Zimbabwe's bowlers faced a familiar struggle. They had taken a total of three wickets in two Twenty20s and the first ODI, and they were able to take only one in the first 37 overs of New Zealand's chase. They should have had more.
Guptill had got New Zealand off to a brisk start with powerful cuts to the boundary and drives on both side of the wicket. In the sixth over, however, he survived a close lbw appeal from Keegan Meth, who was troubling the openers with his ability to swing the ball both ways. Guptill and Rob Nicol, who had also survived a strong lbw appeal from Meth, added 49 for the first wicket before Nicol was splendidly caught down leg side by the wicketkeeper in the eighth over.
Meth could have got McCullum four balls after Nicol fell but Hamilton Masakadza could not hang on to a firm flick at midwicket. New Zealand went into a bit of a lull as only 12 runs came between overs eight and 13 but Guptill and McCullum soon stirred out of it. McCullum charged Price to loft over long-on for six and Guptill cut Chris Mpofu to bring up a run-a-ball fifty. On 23, however, McCullum popped a catch back to Elton Chigumbura, who failed to latch on during his follow through. Soon after, on 31, he gave Chigumbura another opportunity, slashing towards sweeper where Malcolm Waller spilled a sitter.
With both batsmen well set, and 114 needed off 120 balls, New Zealand took the batting Powerplay in the 31st over. McCullum began to tee off, and flicked Meth over the square leg boundary. When he tried the shot a second time, on 59, he picked out Waller at deep square leg, but the catch was dropped once again. McCullum promptly clobbered the next ball far over square leg as Meth watched in anguish. McCullum ended the Powerplay with a straight six off Price - 46 runs had come off five overs and the contest was all but over.
Zimbabwe's marginally improved bowling but abject fielding effort had come after Taylor played a blinder for the second time in two matches. At 53 for 3 after 17 overs, Zimbabwe's hopes of competing depended on their captain.

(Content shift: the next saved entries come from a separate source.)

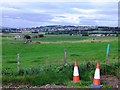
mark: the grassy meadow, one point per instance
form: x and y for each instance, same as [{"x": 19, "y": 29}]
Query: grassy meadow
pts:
[{"x": 47, "y": 57}]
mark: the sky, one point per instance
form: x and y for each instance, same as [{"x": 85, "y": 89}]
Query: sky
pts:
[{"x": 35, "y": 13}]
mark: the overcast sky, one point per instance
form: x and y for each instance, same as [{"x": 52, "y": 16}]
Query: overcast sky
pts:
[{"x": 24, "y": 13}]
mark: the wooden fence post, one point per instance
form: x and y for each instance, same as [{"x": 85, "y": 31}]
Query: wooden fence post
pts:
[
  {"x": 65, "y": 56},
  {"x": 18, "y": 62}
]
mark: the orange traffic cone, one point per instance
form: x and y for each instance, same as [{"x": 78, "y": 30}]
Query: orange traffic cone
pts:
[
  {"x": 96, "y": 81},
  {"x": 76, "y": 77}
]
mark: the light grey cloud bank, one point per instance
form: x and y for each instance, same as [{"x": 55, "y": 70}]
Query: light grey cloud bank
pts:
[{"x": 31, "y": 14}]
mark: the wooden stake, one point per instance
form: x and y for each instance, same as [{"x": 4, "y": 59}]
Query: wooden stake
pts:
[
  {"x": 65, "y": 56},
  {"x": 18, "y": 62}
]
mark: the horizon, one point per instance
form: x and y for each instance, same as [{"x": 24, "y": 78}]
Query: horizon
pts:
[{"x": 36, "y": 14}]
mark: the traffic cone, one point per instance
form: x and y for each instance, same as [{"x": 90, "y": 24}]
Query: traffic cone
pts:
[
  {"x": 76, "y": 77},
  {"x": 96, "y": 81}
]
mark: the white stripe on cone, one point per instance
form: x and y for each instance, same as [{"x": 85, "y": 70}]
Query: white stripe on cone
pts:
[
  {"x": 75, "y": 73},
  {"x": 97, "y": 74}
]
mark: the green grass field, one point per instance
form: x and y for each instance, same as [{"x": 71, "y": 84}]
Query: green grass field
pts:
[{"x": 44, "y": 54}]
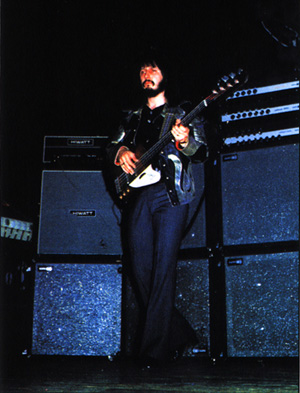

Zimbabwe's fightback was launched in the 28th over, when Taylor swung James Franklin over the long-on boundary for the innings' first six. He had the plucky Waller for a sidekick. The surge came against Nicol, who bowled innocuous offbreaks and conceded 17 in the 30th over. Waller drove through the offside and slog-swept for fours. So did Taylor.
Taylor reached his half-century off 55 balls with a classy straight drive off Doug Bracewell and Waller brought up the fifty partnership, off only 6.5 overs, by cutting a short and wide ball for four. Waller was dismissed in the second over of the batting Powerplay, bowled by McKay who ended on a career-best 4 for 53.
Taylor, however, maintained the momentum Zimbabwe had acquired through that 86-run partnership with Waller. McKay delivered a series of full and very wide balls outside off, but Taylor chased and drove a couple to the boundary, forcing the abortion of that strategy.
Zimbabwe needed a strong finish and Taylor provided it. He paddled the third ball of the final over to the fine-leg boundary and lofted the next over mid-off for four, before watching Ray Price clout the last delivery to deep midwicket to round off a 14-run over. He ended on 107 off 105 balls, but it would be another valiant century in vain.